Na scenę Rudolf Zioło zawędrował po ukończeniu Leningradzkiego Instytutu Teatralnego. Przedtem studiował polonistykę na Uniwersytecie Jagiellońskim. Z Rosji przywiózł szacunek dla obecności plastyki na scenie. Tak prowadzi najnowszy spektakl we wrocławskim Teatrze Polskim, że część realistyczna widowiska, z udziałem ateńskich rzemieślników, rozgrywa w przekładzie Stanisława Barańczaka, część magiczną w poetyckim tłumaczeniu Konstantego Ildefonsa Gałczyńskiego. Maciej Wojtyszko - przed laty stale obecny we Wrocławiu - rozbawił warszawską publiczność przekładem Barańczaka do łez, ale miał w obsadzie m.in. Joannę Szczepkowską!
"Sen nocy letniej" to za każdym razem adaptacja komedii Szekspira.
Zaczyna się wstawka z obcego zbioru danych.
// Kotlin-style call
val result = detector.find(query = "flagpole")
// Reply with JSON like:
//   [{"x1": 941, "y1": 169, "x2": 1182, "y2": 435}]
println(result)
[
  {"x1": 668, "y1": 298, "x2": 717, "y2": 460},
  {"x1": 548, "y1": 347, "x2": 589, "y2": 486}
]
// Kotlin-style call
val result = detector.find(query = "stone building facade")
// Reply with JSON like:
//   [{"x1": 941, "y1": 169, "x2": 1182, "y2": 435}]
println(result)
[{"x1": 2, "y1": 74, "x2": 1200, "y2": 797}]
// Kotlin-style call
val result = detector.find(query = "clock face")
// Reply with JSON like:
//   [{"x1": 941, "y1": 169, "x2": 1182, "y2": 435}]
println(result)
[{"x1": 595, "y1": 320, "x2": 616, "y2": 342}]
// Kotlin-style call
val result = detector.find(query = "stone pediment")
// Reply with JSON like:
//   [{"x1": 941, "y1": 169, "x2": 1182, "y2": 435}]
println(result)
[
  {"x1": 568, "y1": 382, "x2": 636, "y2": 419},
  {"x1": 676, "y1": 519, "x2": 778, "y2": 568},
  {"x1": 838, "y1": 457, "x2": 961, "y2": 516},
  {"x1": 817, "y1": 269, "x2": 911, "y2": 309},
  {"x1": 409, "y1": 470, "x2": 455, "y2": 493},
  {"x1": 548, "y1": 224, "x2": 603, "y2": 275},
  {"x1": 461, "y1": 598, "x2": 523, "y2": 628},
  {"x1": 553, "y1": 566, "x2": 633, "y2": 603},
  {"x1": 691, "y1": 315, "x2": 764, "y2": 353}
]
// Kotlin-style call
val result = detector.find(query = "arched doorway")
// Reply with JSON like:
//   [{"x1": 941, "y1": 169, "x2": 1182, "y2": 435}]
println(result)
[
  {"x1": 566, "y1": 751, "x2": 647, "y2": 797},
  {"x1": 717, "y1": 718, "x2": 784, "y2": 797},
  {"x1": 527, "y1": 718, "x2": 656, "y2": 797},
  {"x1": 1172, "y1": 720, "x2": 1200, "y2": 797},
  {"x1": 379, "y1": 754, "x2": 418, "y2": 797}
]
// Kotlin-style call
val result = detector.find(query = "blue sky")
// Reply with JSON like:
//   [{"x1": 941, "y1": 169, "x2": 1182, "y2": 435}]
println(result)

Tekst komedii powstał na dość specyficzne zamówienie, dziś powiedzielibyśmy - jako literatura biesiadna uświetniająca ceremonię weselną. Można zatem "Sen" czytać w tonacji pogodnej lub smętnej - w zależności od punktu widzenia. Wielki polski szekspirolog Jan Kott dostrzegał w tym tekście autora "Hamleta" senny koszmar i zwierzęcy erotyzm. Wiele inscenizacji, także te w Teatrze Polskim, pokazywały bohaterów okrytych właśnie "skórą" zwierzęcą, jak to w baśni.
Rzecz dzieje się w starożytnych Atenach. Szekspir przedstawia je dość umownie. Książę Tezeusz wydostał się dopiero co z kreteńskiego Labiryntu, jego narzeczona Hippolita jest królową Amazonek. To jedna para bohaterów. Jednak osią konfliktu jest miłość Hermii do Lizandra, bo ojciec młodej panny przymusza ją do małżeństwa z pogardzanym przez nią Demetriuszem, w którym z kolei kocha się nieszczęśliwa Helena. Spore zagmatwanie akcji i motywacji. Żeby było mało - wszystkiemu przygląda się królowa duszków Tytania, a zdarzenia i osoby miesza duszek Puk - to kolejna rola Mariusza Kiljana, po której możemy się wiele spodziewać.
Temat jest wieczny jak małżeństwo - jak zastosować prawo przymuszające Hermię do związku, który szykuje ojciec, choć dziewczę wybrało innego. W spektaklu z piękną scenografią Andrzeja Witkowskiego - tego, który zrealizował we Wrocławiu scenografię do "Płatonowa" - zobaczymy na scenie m.in. Jerzego Schejbala, Halinę Rasiakównę, Stanisława Melskiego i Ilonę Ostrowską.